Here is the part most people skip: the review. A meeting recorder will happily invent a task nobody actually agreed to, so before anything becomes real work, I check the list myself.

  • Pull the facts: decisions, commitments, owners, deadlines, risks, and anything left unclear.
  • Separate real action items from notes, ideas, and homework that belongs to someone else.

Once the list checks out, get it out of the recorder. A task trapped in your meeting app is a task that dies there:

  • Route it out: send the approved tasks to the one place you actually check, like Notion, Apple Reminders, or your team's tracker, not the recorder they came from.
  • Send it: have AI draft the recap for attendees and a short note to each owner about what they committed to, ready for your review before anything goes out.
  • Chase it: at the end of the week, hand the list back and ask what is still open, then have it draft the nudges. The follow-up on the follow-ups is the part no recorder does for you.

The payoff: you stay present in the conversation instead of scribbling notes, and the tracking still gets done.

The full step-by-step version lives in our library, with the exact /process-meeting command, the connectors that let Claude pull and push for you, and the guard rails that keep it safe to repeat. Read the full playbook.

Your move this week: pick a call with a transcript or the messiest meeting from last week, and run the steps below. Route only the items you approve into your list. The whole pass takes about 15 minutes. Once you get comfortable with the setup, you can start to automate more of it.
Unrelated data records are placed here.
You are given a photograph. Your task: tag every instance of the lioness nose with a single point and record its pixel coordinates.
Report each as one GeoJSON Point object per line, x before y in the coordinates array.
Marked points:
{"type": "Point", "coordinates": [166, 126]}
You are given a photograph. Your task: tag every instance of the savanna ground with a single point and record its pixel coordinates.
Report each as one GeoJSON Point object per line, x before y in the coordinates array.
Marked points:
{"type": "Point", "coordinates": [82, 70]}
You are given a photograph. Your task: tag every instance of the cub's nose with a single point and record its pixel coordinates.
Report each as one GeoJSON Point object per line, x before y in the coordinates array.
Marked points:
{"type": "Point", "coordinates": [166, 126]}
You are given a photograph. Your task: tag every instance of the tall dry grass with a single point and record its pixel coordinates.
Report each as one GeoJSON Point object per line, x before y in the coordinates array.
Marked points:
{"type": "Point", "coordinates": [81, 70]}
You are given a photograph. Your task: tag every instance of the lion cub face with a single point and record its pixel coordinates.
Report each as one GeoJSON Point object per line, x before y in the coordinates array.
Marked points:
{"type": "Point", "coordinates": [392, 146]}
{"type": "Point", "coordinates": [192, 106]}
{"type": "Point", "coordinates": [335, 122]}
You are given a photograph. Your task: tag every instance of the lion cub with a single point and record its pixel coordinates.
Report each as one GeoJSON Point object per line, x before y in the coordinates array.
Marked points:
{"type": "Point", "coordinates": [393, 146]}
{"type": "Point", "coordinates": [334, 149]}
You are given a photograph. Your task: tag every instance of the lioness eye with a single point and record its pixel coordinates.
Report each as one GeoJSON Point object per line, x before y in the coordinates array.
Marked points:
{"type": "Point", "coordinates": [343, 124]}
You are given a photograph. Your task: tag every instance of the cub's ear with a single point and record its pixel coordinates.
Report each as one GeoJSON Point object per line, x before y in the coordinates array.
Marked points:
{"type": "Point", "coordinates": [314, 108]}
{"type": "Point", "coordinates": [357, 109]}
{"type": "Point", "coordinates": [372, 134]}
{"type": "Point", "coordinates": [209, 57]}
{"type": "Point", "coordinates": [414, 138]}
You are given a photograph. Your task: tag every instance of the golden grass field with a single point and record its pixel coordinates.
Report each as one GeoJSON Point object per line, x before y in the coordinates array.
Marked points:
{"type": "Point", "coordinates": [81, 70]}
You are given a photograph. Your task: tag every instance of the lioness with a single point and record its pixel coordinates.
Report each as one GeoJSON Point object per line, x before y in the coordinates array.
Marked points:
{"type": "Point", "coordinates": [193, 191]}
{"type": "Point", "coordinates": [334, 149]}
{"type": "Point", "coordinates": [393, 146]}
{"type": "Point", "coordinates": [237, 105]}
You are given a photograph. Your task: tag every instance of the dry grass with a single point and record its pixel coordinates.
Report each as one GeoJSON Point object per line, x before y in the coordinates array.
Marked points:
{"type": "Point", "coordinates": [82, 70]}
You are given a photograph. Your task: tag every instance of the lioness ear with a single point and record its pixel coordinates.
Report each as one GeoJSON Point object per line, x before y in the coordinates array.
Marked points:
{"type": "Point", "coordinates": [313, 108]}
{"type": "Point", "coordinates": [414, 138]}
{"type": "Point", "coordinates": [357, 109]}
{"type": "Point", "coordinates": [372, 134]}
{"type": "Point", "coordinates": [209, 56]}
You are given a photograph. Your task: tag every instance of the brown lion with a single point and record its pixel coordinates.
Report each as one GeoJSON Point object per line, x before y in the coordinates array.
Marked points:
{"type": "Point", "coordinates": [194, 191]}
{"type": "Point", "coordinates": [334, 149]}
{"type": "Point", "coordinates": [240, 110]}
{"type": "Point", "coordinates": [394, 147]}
Workflows like this free up your time from manual admin tasks so you can spend more time on the work that truly matters.

Try it · 15 min

Run it on your last meeting

  1. 1.Get the meeting to Claude: paste the transcript into the chat, or connect your notetaker (Otter, Granola, Fathom, and others) and ask Claude to pull it up.
  2. 2.Paste this prompt to process it: From the meeting I give you, pull every action item, including the ones people only implied. Use the transcript as the source of truth, not the summary. Show me a table first with the task, owner, due date, a short quote from the transcript, and anything you are unsure about, and create nothing yet. Once I approve, add the approved tasks to my to-do list, or format them for me to paste, each linked back to the meeting, and draft a recap I can send.
  3. 3.When it shows you the table, tell Claude about any changes: drop an item you do not want tracked, fix an owner or a date, or have it clarify anything that looks off.
  4. 4.Approve, and let it write the tasks to your tool, or paste the list it formats for you. The full /process-meeting command is in the playbook.